Um ano depois do golpe, a vida de uma paneleira. Por Kiko Nogueira

Atualizado em 31 de agosto de 2017 às 17:19
Regina Célia em 2015, mudando o Brasil

 

No dia 31 de agosto do ano passado, o plenário do Senado votou pelo impeachment de Dilma Rousseff por 61 votos a 20.

Regina Célia se lembra bem: ela comemorou a vitória com um porre de champanhe com Marlos Vinícius e os meninos na varanda do apartamento em Pinheiros onde bateu tanta panela.

Regina Célia era uma paneleira, sim. Com muito orgulho, com muito amor.

Ela foi para as ruas. Tinha lido o editorial do Estadão dizendo que o impeachment era o “único remédio para a crise”. Ela viu Miriam Leitão falar na TV que “o pior estava no retrovisor”.

Ela acreditou no dono da Riachuelo, Flávio Rocha, quando ele avisou que “a retomada do crescimento vai ser mais rápida do que a gente imagina, porque está acontecendo uma mudança de mentalidade, de enfoque, de forma de ver o mundo, do papel do Estado na economia”.

Como esquecer as gostosas tardes na Paulista com o pessoal do Revoltados Online, Lobão, o Frota com seu abraço apertado, o Kim, o outro rapaz esquisito, a Jana?

Todos juntos num só coração para salvar o Brasil da Orcrim. Primeiro tiramos a Dilma ladra, depois o Temer e então todos os outros safados até virarmos Miami.

Regina Célia olha para Marlos Vinícius estatelado no sofá às 3 da tarde. Ele não arruma emprego e passa as horas tomando cerveja. Nem sombra do Marlos que gritava “Luladrão!” e “Ei, Dilma, vai tomar no cu!” com o peito estufado.

Tudo que era sólido se desmanchou no ar.

A PF isentou Dilma e ministros do STJ em investigação sobre obstrução de Justiça. Técnicos do TCU isentaram Dilma pelo prejuízo com Pasadena. As tais pedaladas não existiram.

A taxa de desemprego está em 15 milhões, o roubo é escancarado, Gilmar Mendes não sai dos jornais, voltamos ao mapa da fome, a filha Victorya Helenna já foi assaltada três vezes nas últimas três semanas, o prefeito é um camelô hiperativo, os malditos mendigos estão no Pão de Açúcar, Janaína manda recado para o Trump, Marlos Vinícius teve de pedir empréstimo ao irmão dela que o despreza, parte da Amazônia será entregue à filha de Jucá, o carro da família foi vendido para pagar dívidas, Temer não vai sair nunca.
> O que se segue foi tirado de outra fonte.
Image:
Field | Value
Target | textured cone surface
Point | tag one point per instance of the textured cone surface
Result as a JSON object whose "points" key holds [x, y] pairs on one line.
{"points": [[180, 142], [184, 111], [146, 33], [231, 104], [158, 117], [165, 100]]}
Ela se lembra da empregada que teve de demitir. Estão destruindo Farmácia Popular, Minha Casa Minha Vida, Mais Médicos, Ciência sem Fronteiras, Luz para Todos, Bolsa Família.

Como estará Nazaré? “Ah, foda-se”, reflete. “Preta do caralho, vai atrás de cota agora”.

Regina Célia olha para sua panela e se pergunta: “Eu errei? Fui enganada? Não era, então, tudo culpa do PT?”

“Claro que era”, ela diz baixinho para si mesma, coçando o couro cabeludo desmatado. “Eu faria tudo de novo. Tudo!”.

Regina Célia não é mais uma criança. Ela é parte do exército de guerreiros do povo brasileiro, uma elite de cidadãos de bem que livrou o país do comunismo.

“O preço que a gente tá pagando é pequeno perto da importância de termos derrotado o bolivarianismo”, ela pensa. “É a meritocracia, porra.”

Enquanto Marlos Vinícius ronca na sala, a baba bovina escorrendo na camisa velha do São Paulo, uma onda de ódio familiar, saudosa, moleque, brejeira, invade seu corpo. Bolsomito vem aí.

No armário da cozinha, embaixo da pia, a panela se prepara para cumprir a sugestão dada por Marisa Letícia.